Be lenient to my 'good, kind, loyal' son - Jason Rohde's mother asks court

Jason Rhode appears in court. (Jaco Marais, Gallo Images, Netwerk24, file)
Jason Rhode appears in court. (Jaco Marais, Gallo Images, Netwerk24, file)

After waxing lyrical about Jason Rohde's positive qualities, his mother Brenda asked the Western Cape High Court on Monday to be lenient when sentencing him for his wife's murder.

Brenda Rohde, who was called as a witness in mitigation of sentence, said her son could appear "aloof and standoffish" to a stranger, but had a "heart of gold".

AS IT HAPPENED: Jason Rohde has been a good son to us - mom Brenda tells court

She said he had been a very good son to her and her husband, who adopted Jason as his own when he was still young.

"I can't emphasise enough Jason's gentle, caring personality. Not only with his family, but with his friends and with his business employees. He was always there for them... He has always been accommodating and understanding."

Only one mention was made of the late Susan Rohde when Brenda explained that they had mixed feelings about her and Jason marrying so young.

However, they had been "very happy with his choice of girl. A lovely girl".

Brenda said a lot of mothers would say the same, but insisted that her son was a "good, kind and loyal person".

His style was to go quiet and walk away when angry, but he never ended up sulking or being moody.

Defence lawyer Graham van der Spuy asked if she had seen any violence or misogyny from him.

'I have never had any complaints'

"I have thought back and there is honestly nothing that I can repeat that has even come closer to being physical at all... I have seen no physical act of aggression from Jason at all," she said.

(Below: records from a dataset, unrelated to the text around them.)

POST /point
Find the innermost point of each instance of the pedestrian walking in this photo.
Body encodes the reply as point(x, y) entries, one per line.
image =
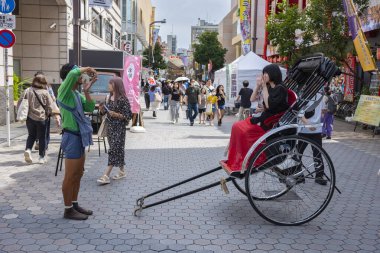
point(146, 95)
point(192, 99)
point(202, 106)
point(211, 104)
point(244, 97)
point(155, 96)
point(40, 109)
point(166, 91)
point(220, 103)
point(329, 110)
point(77, 133)
point(118, 111)
point(175, 101)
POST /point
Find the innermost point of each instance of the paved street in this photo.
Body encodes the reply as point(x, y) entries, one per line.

"I have never had any complaints. If it has happened, I am totally unaware of it and I don't think it has, as he doesn't like aggression as such. He hates the display of violence. He is a gentle person."

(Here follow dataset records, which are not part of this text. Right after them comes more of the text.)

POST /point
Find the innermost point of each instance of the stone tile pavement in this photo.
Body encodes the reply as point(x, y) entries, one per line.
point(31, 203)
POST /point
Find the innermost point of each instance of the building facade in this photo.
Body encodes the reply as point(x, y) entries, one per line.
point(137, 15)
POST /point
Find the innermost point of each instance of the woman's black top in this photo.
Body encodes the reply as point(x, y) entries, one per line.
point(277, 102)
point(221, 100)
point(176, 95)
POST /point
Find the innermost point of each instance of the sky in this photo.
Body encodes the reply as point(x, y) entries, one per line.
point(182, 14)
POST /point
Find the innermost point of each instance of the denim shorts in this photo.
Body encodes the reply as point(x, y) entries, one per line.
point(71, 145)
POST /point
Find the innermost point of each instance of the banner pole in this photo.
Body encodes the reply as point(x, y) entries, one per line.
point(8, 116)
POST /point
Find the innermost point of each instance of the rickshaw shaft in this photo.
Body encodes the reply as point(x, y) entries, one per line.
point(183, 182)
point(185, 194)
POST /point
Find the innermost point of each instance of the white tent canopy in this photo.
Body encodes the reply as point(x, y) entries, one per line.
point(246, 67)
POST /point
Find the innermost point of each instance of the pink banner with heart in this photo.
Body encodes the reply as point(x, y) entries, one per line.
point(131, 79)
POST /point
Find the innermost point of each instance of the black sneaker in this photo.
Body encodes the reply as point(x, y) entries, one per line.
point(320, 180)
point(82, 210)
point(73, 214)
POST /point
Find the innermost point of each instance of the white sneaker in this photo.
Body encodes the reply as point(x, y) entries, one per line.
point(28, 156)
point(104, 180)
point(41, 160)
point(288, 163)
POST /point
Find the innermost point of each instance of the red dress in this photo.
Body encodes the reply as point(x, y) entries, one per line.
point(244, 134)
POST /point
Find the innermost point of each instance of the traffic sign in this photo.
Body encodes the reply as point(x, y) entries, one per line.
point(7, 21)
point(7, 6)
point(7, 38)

She became emotional toward the end of her testimony as she spoke about how much her son was loved by everyone in the family.

"I love him very much, so does his father, his sister, aunts, cousins... and they're with him every step of the way. I ask the court to be lenient, if for no other reason, than for his children, and that is not a threat whatsoever to anybody."

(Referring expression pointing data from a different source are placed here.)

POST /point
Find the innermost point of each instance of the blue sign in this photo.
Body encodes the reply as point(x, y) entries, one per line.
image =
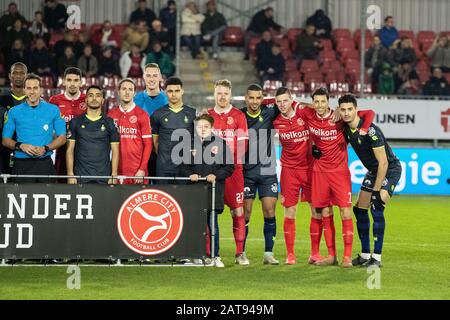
point(424, 171)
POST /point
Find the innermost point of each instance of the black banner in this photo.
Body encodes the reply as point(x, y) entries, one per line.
point(100, 222)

She said they would all suffer without him - his three daughters without a dad or financial support and she and her elderly husband without Jason as a critical part of their real estate agency business.

Rohde, who sported a new haircut in the dock, listened carefully and appeared moved. He spent Christmas and his birthday in custody at Pollsmoor Prison.

'With all the catastrophic stuff happening...'

Earlier on Monday, Rohde's two friends - Craig Livingstone and Craig Fleischer also testified about his good character.

Livingstone said he had met Rohde at their daughters' school in 2015. He considered him to be a kind, caring and supportive friend who was there for his family and those in need.

He asked the court to be fair in sentencing him, show empathy for all he contributed to society, and consider the effect the sentence would have on his daughters.

Fleischer, who had known Rohde for over 20 years, said he had never heard him speak badly of others or raise his voice.

"I just hope and pray that, with all catastrophic stuff happening in South Africa at the moment, with Eskom and state capture... that the right decision and right sentencing be issued to our friend Jason. I know eventually the right thing will happen."

Arguments to close this week

In November, Judge Gayaat Salie-Hlophe found Rohde guilty of murdering his wife at the Spier Hotel in July 2016 and of obstructing justice by trying to make her death look self-inflicted.

The property mogul had "staged her death as a play" and roped in various "actors" and "extras" to tell a story that she had committed suicide, she said during her judgment.

During cross-examination, Brenda told prosecutor Louis van Niekerk that she had not read the judgment. Although not sure, she also doubted whether Rohde's twin daughters would have read it.

Referring to a policy that had just paid our R735 000, Van Niekerk put it to her that his daughters would be well cared for.

She seemed doubtful and understood the family was looking for other ways to financially support them.

Rohde will remain in custody until closing arguments on Wednesday.